2 Two Algorithms for the 1-DR-\(\alpha \) Problem

2.1 The First Algorithm

We first give the formal definition of the Set Cover with Pairs (SCP) problem.

Definition 3

Let T be a set of t targets. Let V be a set of n elements. For every pair of elements \(P=\{v_1, v_2\} \subseteq V\), C(P) denotes the set of targets covered by P. The Set Cover with Pairs (SCP) problem asks for the smallest subset S of V such that \(\bigcup \limits _{\{v_1, v_2\} \subseteq S}{C(\{v_1, v_2\})}=T\).

Let OPT be the number of elements in the optimal solution. We only need to consider the case where \(t > 1\) and \(OPT > 1\).

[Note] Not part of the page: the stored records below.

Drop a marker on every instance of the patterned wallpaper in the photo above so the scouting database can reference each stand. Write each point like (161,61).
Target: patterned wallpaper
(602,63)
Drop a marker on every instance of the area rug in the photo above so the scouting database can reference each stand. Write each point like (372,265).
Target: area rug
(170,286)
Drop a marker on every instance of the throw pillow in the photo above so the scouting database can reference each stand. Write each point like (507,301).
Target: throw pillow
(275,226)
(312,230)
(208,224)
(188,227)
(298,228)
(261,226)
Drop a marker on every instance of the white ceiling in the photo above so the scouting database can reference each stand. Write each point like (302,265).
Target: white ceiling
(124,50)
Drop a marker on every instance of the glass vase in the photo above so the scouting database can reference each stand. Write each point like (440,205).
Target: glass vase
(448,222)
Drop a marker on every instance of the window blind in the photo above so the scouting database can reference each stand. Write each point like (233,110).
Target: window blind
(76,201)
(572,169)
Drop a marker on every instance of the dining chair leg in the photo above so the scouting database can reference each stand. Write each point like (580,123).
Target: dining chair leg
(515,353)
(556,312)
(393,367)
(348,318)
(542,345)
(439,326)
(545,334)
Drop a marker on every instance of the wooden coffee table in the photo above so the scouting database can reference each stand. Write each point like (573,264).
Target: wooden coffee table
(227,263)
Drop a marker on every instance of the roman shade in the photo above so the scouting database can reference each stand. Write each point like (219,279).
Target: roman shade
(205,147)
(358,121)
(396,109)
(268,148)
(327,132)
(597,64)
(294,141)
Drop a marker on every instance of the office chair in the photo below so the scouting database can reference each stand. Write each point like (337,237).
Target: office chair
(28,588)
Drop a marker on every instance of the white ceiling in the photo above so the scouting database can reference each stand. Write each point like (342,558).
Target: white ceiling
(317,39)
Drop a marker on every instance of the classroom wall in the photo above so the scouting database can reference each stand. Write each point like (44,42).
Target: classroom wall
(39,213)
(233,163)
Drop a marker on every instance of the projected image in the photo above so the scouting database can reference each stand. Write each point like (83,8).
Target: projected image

Approximating the SCP Problem: Our algorithm is a simple greedy algorithm: in each round, we choose at most two elements u and v that maximize the number of covered targets. Specifically, S is an empty set initially. In each round, we select a set \(P \subseteq V\setminus S\) such that \(|P| \le 2\) and P increases the number of covered targets the most, i.e., \(P=\mathop {\text {argmax}}\limits _{P': |P'| \le 2, P' \subseteq V \setminus S} {g(P')}\), where

$$g(P') = |\bigcup _{\{v_1,v_2\} \subseteq S \cup P'}{C(\{v_1,v_2\})}| -|\bigcup _{\{v_1,v_2\} \subseteq S}{C(\{v_1,v_2\})}|.$$

We then add P to S and repeat the above process until all the targets are covered. The algorithm terminates once all targets are covered.Footnote 5

Theorem 5

The above algorithm is an \(O(\sqrt{n\log t})\)-approximation algorithm for the SCP problem.

Proof

Let \(R_i\) be the number of uncovered targets after round i. In the first round, some pair of elements in the optimal solution can cover at least \(t/{{OPT}\atopwithdelims (){2}}\) targets. Since we choose a pair of elements greedily in each round, \(R_1 \le t(1-1/{{OPT}\atopwithdelims (){2}})\). In the second round, there exists a pair of elements in the optimal solution that can cover at least \(R_1/{{OPT}\atopwithdelims (){2}}\) targets among the \(R_1\) uncovered targets. Again, we choose the pair of elements that increases the number of covered targets the most. Hence, \(R_2 \le R_1 - R_1/{{OPT}\atopwithdelims (){2}}\le t(1-1/{{OPT}\atopwithdelims (){2}})^2\). In general, \(R_i \le t(1-1/{{OPT}\atopwithdelims (){2}})^i\). After \(r = {{OPT}\atopwithdelims (){2}}\ln t\) rounds, the number of uncovered targets is at most \(t(1-1/{{OPT}\atopwithdelims (){2}})^r \le t(e^{-1/{{OPT}\atopwithdelims (){2}}})^r \le te^{-\ln t} = 1\). Hence, after \(O(OPT^2\ln t)\) rounds, all targets are covered. Let ALG be the number of elements chosen by the algorithm. Since we choose at most two elements in each round, \(ALG = O(OPT^2\ln t)\). Finally, since \(ALG \le n\), \(ALG = O(\sqrt{n \cdot OPT^2\ln t}) = O(\sqrt{n\ln t})OPT\).    \(\square \)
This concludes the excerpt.